The impact of ethnicity and race in shaping well-being outcomes is mediated by other intersecting variables such as gender, age, geographic location and socio-economic status. Indigenous and Afro-descendant women, people living in rural areas, the elderly, and people with lower education or other socio-economic markers tend to be more vulnerable, with those accumulating multiple risks being the most deprived. Better understanding the intersectionality of disadvantage requires including larger samples of ethnic and racial minorities in population surveys in order to allow for a more robust analysis of groups with multiple sources of vulnerability. It is also important that data on the situation of Indigenous and Afro-descendant peoples should be analysed with an awareness of the relevant social, territorial and cultural contexts.
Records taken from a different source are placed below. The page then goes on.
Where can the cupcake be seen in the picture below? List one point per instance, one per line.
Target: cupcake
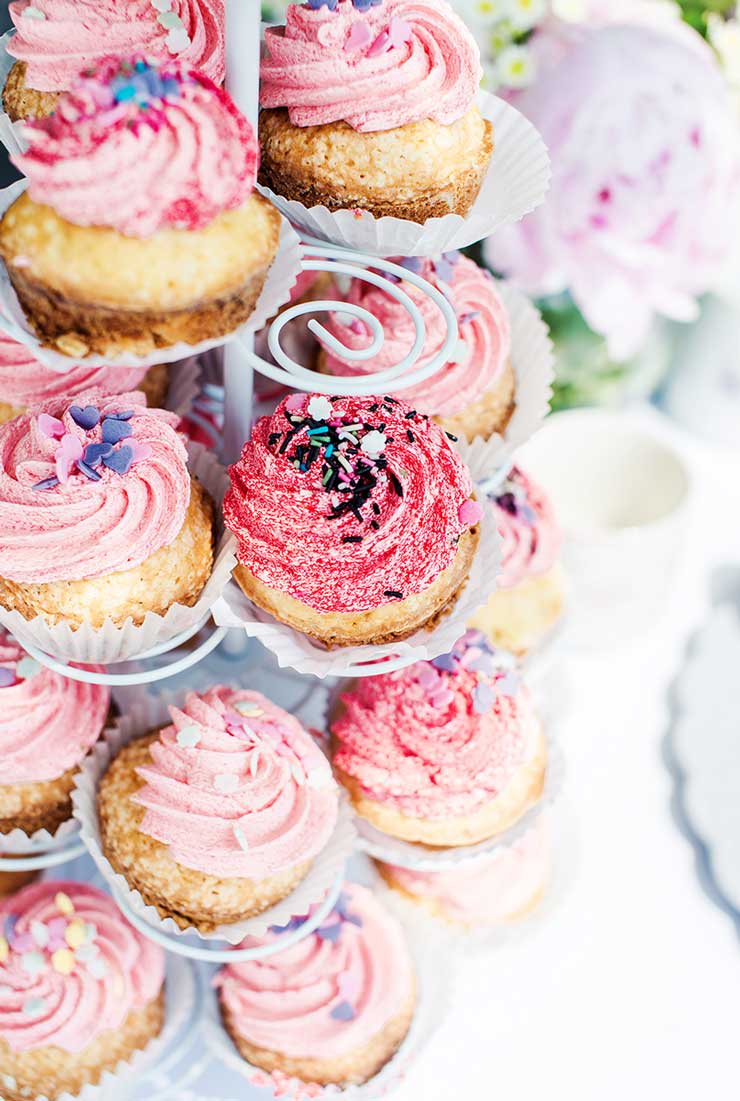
(99, 519)
(47, 723)
(497, 889)
(372, 107)
(447, 752)
(333, 1009)
(530, 595)
(80, 990)
(55, 40)
(354, 519)
(139, 227)
(25, 381)
(474, 393)
(219, 815)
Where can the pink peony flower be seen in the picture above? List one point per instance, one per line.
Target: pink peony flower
(645, 152)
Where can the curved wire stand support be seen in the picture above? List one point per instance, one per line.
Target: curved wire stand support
(141, 676)
(320, 258)
(181, 947)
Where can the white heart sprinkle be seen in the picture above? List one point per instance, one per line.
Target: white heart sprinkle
(177, 40)
(373, 444)
(319, 409)
(227, 782)
(40, 934)
(188, 737)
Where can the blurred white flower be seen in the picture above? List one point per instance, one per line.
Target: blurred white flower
(515, 66)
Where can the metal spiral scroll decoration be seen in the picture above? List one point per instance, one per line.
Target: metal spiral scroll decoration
(320, 258)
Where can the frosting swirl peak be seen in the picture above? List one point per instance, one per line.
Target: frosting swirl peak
(396, 62)
(89, 489)
(140, 148)
(71, 967)
(237, 787)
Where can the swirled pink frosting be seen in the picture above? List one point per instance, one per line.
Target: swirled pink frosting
(330, 993)
(237, 787)
(47, 722)
(348, 540)
(72, 34)
(488, 890)
(438, 739)
(113, 971)
(530, 533)
(482, 349)
(398, 62)
(25, 381)
(140, 148)
(86, 527)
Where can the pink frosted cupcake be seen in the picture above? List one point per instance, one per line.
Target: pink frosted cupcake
(56, 39)
(372, 107)
(47, 723)
(447, 752)
(474, 393)
(140, 227)
(530, 595)
(80, 990)
(497, 889)
(217, 817)
(25, 381)
(99, 518)
(330, 1010)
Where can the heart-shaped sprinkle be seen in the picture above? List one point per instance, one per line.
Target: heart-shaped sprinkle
(115, 431)
(359, 35)
(85, 418)
(95, 453)
(188, 737)
(51, 426)
(28, 667)
(120, 460)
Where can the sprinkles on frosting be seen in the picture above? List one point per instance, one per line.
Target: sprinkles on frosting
(109, 444)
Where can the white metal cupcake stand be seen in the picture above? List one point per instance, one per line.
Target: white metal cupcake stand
(240, 362)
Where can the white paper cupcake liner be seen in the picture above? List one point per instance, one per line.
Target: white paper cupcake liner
(422, 858)
(10, 132)
(515, 183)
(142, 718)
(180, 990)
(276, 291)
(533, 362)
(298, 652)
(461, 939)
(110, 643)
(434, 984)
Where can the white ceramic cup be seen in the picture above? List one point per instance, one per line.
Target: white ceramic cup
(621, 493)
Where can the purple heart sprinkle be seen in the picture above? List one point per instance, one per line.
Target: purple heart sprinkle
(88, 471)
(95, 454)
(115, 431)
(46, 483)
(120, 460)
(85, 417)
(343, 1012)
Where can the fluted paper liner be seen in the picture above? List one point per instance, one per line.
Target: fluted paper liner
(148, 715)
(276, 291)
(110, 643)
(515, 183)
(533, 362)
(297, 651)
(434, 982)
(392, 850)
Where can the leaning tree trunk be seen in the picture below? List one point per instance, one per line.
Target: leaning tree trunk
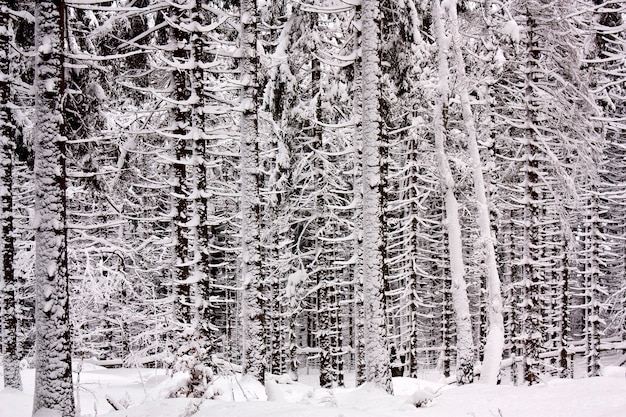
(377, 362)
(53, 378)
(494, 345)
(465, 342)
(10, 359)
(253, 316)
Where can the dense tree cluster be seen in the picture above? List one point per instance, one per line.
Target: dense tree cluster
(374, 185)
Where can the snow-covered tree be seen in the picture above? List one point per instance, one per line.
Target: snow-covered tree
(8, 283)
(253, 283)
(53, 380)
(465, 343)
(377, 368)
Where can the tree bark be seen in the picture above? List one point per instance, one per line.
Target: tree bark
(377, 361)
(10, 357)
(253, 284)
(53, 378)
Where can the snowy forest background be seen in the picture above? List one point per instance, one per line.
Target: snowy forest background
(369, 186)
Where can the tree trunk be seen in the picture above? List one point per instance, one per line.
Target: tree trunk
(253, 285)
(376, 352)
(53, 379)
(10, 359)
(495, 336)
(465, 343)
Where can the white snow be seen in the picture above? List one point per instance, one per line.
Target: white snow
(511, 29)
(144, 392)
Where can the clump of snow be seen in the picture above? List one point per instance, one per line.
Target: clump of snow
(294, 281)
(422, 397)
(511, 28)
(167, 388)
(47, 412)
(614, 371)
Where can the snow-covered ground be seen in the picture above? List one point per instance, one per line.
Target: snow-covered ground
(143, 392)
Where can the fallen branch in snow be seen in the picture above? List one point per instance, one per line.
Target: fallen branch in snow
(115, 404)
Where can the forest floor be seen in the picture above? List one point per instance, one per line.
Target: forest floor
(142, 393)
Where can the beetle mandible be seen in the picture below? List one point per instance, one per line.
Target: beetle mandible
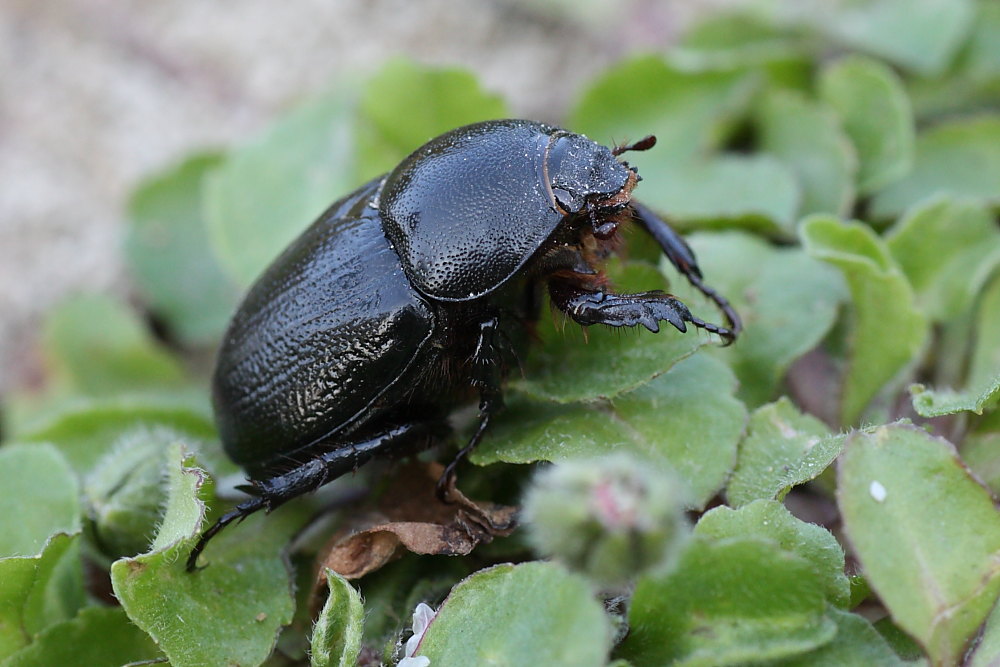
(365, 333)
From a more conceptual standpoint, the Indigenous notion of well-being, as encompassed in Ecuador’s Buen Vivir framework or Bolivia’s Vivir Bien framework, puts a greater emphasis on communal relations (including relations between the community and the natural environment) and collective practices than other Western societies (Garcia and Viteri, 2018[148]). Indigenous perspectives are seldom incorporated into well-being measurement exercises (although Ecuador and Bolivia are notable exceptions). This underscores the need to involve relevant communities in the process of survey development wherever possible. Incorporating Indigenous priorities would also entail a better measurement of important aspects specific to their communities such as territorial rights,32 the maintenance of language, cultural artefacts and representations, and the protection of sacred sites and traditional knowledge (OECD, 2019[149]).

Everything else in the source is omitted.